Since Walsh became mayor, the University has begun construction on 2150 Comm. Ave., and is now in the process of securing a permit to convert 2000 Comm. Ave., currently an apartment building and the temporary residence of BC’s Jesuit community, into a residence hall as well.
“There’s a new spirit of cooperation not only at BC but amongst the new administration and colleges and universities throughout the city, because I think the mayor recognizes—and his administration recognizes—that higher ed is an economic engine for the city,” Keady said.
After the openings of 2150 and 2000 Comm. Ave., which are planned for fall 2016, Edmond’s Hall will be demolished. There will be a net gain of about 240 beds, which is still not nearly enough to end the issue of overcrowded houses off campus. In the future, BC plans to construct additional residence halls on Shea Field, but those will not be completed for several years.
In the meantime, the Office of Residential Life has added staff and resources in order to help students looking to live off campus make more informed decisions about where they live and from whom they rent.

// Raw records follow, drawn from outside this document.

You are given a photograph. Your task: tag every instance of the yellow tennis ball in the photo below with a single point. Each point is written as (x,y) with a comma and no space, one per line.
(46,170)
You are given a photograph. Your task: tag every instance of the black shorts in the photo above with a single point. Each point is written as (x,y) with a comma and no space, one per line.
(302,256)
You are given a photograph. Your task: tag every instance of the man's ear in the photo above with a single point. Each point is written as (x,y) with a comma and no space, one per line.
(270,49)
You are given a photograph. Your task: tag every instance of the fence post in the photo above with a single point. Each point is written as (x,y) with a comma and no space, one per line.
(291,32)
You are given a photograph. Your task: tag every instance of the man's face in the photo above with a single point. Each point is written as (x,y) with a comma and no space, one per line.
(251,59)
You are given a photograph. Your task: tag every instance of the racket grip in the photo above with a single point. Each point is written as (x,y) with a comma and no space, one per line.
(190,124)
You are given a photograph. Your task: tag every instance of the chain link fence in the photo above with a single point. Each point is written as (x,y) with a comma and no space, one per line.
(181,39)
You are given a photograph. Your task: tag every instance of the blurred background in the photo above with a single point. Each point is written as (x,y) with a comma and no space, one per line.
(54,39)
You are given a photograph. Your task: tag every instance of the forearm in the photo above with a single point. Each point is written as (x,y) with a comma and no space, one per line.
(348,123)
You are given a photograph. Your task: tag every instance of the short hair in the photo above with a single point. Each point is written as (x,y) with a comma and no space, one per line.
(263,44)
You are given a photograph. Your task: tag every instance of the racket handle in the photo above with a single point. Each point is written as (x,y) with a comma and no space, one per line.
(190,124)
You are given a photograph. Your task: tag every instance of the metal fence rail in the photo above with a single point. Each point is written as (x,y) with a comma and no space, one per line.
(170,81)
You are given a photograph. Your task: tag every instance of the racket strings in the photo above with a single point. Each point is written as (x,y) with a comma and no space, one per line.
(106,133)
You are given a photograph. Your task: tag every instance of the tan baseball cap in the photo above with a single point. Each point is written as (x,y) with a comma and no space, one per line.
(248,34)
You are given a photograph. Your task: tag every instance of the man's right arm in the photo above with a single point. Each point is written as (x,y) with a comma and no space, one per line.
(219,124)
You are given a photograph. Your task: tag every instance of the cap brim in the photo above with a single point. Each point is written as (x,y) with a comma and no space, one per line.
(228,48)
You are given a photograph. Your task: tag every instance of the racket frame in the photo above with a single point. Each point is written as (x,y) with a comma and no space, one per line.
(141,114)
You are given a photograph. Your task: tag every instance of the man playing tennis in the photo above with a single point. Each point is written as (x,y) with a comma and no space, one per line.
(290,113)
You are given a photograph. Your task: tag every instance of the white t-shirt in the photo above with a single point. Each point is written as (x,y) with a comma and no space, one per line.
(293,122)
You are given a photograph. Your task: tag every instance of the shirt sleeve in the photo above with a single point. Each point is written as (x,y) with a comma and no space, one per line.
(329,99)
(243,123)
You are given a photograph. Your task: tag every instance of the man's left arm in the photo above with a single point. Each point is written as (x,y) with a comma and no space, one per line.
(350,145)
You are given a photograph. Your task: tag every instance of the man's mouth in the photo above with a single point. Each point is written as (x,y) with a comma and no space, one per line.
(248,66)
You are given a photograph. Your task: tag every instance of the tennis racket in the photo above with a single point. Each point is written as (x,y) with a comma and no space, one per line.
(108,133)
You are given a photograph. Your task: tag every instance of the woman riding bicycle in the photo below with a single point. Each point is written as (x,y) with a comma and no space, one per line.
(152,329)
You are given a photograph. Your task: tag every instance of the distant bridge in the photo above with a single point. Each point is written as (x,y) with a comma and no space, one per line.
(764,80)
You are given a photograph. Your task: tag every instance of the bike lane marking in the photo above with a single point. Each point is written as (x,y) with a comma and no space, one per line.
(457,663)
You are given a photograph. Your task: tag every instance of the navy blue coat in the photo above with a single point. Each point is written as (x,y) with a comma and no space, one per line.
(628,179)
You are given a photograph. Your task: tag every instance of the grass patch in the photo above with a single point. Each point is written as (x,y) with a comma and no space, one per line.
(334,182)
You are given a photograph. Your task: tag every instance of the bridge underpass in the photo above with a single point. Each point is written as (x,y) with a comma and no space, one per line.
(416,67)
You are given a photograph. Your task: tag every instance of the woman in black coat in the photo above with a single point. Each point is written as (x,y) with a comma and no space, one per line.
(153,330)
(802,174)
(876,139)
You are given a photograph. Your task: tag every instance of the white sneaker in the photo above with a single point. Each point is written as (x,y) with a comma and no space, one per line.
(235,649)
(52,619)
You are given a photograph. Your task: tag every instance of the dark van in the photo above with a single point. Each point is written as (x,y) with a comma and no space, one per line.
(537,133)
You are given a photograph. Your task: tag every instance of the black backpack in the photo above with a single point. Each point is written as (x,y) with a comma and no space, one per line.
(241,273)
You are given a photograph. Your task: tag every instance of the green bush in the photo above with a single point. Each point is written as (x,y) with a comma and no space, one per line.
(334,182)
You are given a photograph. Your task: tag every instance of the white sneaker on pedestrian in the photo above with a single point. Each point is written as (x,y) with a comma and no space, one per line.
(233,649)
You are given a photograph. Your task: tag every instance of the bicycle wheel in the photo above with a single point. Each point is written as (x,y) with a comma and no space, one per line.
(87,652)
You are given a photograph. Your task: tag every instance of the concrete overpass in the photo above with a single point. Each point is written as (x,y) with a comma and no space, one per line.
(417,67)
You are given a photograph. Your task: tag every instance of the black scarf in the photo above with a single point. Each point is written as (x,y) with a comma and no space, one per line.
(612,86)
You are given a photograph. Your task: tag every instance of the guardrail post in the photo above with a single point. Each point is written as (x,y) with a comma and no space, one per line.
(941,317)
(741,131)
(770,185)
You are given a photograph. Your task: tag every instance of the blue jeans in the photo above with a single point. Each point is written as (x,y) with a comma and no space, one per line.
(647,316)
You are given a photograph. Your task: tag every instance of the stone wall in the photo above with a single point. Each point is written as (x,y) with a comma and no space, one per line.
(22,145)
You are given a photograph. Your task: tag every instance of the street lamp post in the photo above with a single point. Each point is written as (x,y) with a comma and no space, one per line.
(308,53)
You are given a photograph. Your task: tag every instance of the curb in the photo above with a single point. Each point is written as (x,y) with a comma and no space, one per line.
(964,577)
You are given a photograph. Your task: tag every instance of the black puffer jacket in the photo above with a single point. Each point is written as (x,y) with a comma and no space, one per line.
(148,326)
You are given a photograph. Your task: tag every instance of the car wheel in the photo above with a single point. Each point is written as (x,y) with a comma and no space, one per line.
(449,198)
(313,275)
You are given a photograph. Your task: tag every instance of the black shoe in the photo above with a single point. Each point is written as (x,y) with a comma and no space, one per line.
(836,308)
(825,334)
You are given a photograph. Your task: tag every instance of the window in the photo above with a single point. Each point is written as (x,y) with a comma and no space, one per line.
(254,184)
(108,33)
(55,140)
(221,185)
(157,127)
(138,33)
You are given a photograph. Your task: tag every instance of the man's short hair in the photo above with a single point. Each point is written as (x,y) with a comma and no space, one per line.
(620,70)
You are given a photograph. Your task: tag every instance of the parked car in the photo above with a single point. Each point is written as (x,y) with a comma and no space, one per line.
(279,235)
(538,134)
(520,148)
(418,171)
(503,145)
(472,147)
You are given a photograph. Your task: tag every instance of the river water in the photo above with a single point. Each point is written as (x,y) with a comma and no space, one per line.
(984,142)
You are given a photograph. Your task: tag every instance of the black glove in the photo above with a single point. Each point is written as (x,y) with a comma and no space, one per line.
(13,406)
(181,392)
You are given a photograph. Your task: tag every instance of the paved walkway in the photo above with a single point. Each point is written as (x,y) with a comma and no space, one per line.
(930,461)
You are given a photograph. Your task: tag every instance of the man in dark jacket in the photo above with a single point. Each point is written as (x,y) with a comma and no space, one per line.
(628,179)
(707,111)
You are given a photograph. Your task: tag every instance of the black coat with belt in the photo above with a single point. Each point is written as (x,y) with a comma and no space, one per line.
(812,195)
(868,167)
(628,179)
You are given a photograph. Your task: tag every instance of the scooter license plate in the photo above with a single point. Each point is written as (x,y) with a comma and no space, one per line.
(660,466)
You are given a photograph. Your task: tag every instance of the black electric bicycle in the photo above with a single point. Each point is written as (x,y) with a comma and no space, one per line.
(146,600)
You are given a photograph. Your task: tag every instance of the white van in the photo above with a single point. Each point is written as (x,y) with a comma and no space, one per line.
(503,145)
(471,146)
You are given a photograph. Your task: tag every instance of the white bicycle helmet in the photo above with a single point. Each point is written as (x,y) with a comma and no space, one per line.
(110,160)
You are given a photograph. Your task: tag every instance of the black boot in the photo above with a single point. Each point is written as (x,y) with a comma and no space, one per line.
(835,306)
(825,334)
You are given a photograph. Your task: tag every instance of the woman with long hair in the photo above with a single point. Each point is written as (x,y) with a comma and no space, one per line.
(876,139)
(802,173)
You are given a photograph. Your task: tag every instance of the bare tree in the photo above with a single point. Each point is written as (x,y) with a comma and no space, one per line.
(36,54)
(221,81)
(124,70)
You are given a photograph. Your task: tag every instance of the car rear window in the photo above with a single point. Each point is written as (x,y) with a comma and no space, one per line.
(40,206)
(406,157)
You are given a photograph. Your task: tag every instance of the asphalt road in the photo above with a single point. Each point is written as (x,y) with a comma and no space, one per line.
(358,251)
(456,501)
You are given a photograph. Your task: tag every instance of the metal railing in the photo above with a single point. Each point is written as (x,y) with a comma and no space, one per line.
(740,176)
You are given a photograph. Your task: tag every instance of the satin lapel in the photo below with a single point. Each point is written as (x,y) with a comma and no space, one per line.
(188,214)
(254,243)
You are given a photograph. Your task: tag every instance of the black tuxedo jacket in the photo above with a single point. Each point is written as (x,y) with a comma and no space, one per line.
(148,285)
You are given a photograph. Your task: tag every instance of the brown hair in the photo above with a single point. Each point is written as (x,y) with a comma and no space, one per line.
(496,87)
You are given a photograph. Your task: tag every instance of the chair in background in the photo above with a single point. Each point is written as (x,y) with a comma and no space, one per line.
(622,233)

“Due to a recent reorganization within the Division of Student Affairs, the off-campus housing program has been moved fully to Residential Life, and with that I think is a huge piece of an opportunity for us to address not only this issue, but the safety, the security, the good neighbor piece,” Arey said. He hopes to formalize the Eagle Ambassador program, which designates off-campus students as leaders of their communities, as well as introduce technology that will allow students to see pictures and assess the quality of available spaces online. The goal is to make students informed consumers, capable of asking the right questions of realtors and landlords and signing a lease with full knowledge of what is in it—in short, to make BC students living off campus safe and smart inhabitants of the “shadow campus,” while it still exists.